Wednesday is just Monday misspelled

I overslept this morning, and how.

Though I did discover, much to my surprise — and just seconds before it wouldn’t have mattered, and the train doors would have closed on me — that there’s yet another, later train from Jamaica to Hunterspoint Avenue in the morning. I probably shaved a few precious minutes off of my commute by hopping off when I did, at the last second, but I would have gladly traded the revelation that there’s a connecting train later in the morning for having been awake in time to catch one of the earlier ones.

I have a lot of work to get through at the office.
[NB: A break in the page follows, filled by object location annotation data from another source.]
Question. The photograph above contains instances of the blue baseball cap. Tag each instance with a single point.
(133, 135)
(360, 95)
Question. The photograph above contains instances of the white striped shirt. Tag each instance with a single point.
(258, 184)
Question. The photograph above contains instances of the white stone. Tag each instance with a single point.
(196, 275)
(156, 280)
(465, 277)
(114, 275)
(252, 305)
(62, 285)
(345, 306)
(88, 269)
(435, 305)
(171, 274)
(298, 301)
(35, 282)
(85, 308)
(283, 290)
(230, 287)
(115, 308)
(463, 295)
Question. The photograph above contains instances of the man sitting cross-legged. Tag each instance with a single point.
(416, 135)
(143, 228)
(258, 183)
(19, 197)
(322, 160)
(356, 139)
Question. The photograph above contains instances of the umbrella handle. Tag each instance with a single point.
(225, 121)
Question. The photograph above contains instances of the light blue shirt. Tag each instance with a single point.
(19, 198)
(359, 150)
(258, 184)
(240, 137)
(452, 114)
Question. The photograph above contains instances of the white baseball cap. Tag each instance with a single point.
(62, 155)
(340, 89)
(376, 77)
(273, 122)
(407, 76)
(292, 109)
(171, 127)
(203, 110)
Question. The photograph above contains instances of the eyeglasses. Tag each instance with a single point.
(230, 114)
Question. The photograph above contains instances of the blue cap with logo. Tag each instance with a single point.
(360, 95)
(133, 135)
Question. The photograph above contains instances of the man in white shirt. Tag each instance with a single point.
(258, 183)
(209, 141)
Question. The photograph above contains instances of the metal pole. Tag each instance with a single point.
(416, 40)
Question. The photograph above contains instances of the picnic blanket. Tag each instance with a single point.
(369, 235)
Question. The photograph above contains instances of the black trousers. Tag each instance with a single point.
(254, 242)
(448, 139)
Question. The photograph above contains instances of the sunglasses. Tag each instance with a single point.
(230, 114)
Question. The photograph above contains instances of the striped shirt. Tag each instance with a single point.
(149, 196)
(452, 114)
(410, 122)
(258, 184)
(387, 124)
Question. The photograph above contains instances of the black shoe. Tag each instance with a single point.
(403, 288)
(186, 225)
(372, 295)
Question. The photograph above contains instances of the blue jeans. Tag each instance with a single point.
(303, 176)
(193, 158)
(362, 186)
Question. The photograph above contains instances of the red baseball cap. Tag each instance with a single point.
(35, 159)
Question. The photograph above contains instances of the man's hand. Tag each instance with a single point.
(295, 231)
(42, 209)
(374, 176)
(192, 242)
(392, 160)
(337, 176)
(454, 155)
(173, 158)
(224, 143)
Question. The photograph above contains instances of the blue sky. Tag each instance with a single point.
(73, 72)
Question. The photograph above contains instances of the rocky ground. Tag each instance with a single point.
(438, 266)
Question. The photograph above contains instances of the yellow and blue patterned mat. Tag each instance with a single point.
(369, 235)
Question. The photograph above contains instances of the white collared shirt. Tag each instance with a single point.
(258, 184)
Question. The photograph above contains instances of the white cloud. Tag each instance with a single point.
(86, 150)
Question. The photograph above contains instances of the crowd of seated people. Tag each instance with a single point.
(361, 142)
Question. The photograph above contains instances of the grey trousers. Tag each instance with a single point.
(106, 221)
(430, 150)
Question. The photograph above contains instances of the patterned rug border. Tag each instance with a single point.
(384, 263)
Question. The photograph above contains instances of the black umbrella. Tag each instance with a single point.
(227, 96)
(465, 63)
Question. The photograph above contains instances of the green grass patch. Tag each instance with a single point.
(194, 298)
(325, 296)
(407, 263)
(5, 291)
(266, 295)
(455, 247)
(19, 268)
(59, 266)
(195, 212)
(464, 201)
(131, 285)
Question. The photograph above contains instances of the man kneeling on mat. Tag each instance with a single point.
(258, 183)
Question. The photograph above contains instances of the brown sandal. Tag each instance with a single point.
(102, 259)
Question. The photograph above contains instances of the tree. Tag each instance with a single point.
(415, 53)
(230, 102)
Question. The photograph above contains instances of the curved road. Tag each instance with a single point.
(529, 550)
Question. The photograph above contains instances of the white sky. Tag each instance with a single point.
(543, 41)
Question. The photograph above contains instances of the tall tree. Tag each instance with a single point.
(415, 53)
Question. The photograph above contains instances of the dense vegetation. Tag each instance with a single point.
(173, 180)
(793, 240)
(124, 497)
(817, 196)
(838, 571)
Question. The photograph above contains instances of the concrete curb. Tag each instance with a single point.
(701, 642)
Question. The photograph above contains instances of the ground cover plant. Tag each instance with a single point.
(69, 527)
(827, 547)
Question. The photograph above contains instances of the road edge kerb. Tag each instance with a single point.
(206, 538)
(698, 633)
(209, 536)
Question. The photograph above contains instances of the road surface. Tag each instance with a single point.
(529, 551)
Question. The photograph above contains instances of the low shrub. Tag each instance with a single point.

But before I could do any of that, I had to run our monthly development team meeting, shortly after I got into the office. It was a slightly strange affair, considering that everyone else on the team in New York was away on travel, as was my counterpart in the UK who had suggested our topic of discussion in the first place (author care), and I was sitting alone in our larger conference room talking to everyone else over video. But I think the meeting went reasonably well; it didn’t drag on, and nobody had any true horror stories of dealing with difficult authors.

I spent most of the rest of the day pulling together and typing up my notes from last week’s campus travel, except of course when I was on the phone talking to another professor I wasn’t able to meet with in person. I still have two phone calls lined up for Friday, one with a professor and one with the bookstore manager. But at least then it’ll be done. I just have to finish typing them up, distribute them to the appropriate team members, input them into our system, and then start getting in touch with people for my next campus visit. (This one will be closer to home — even closer, I think, than the office, but it still is going to take some investigative and e-mailing legwork.)

And let’s not even talk about all the other work I still have to do. Reports and reviews and reviews and reports. I will say this much, however: today just flew by.

But boy did it still feel like a Monday.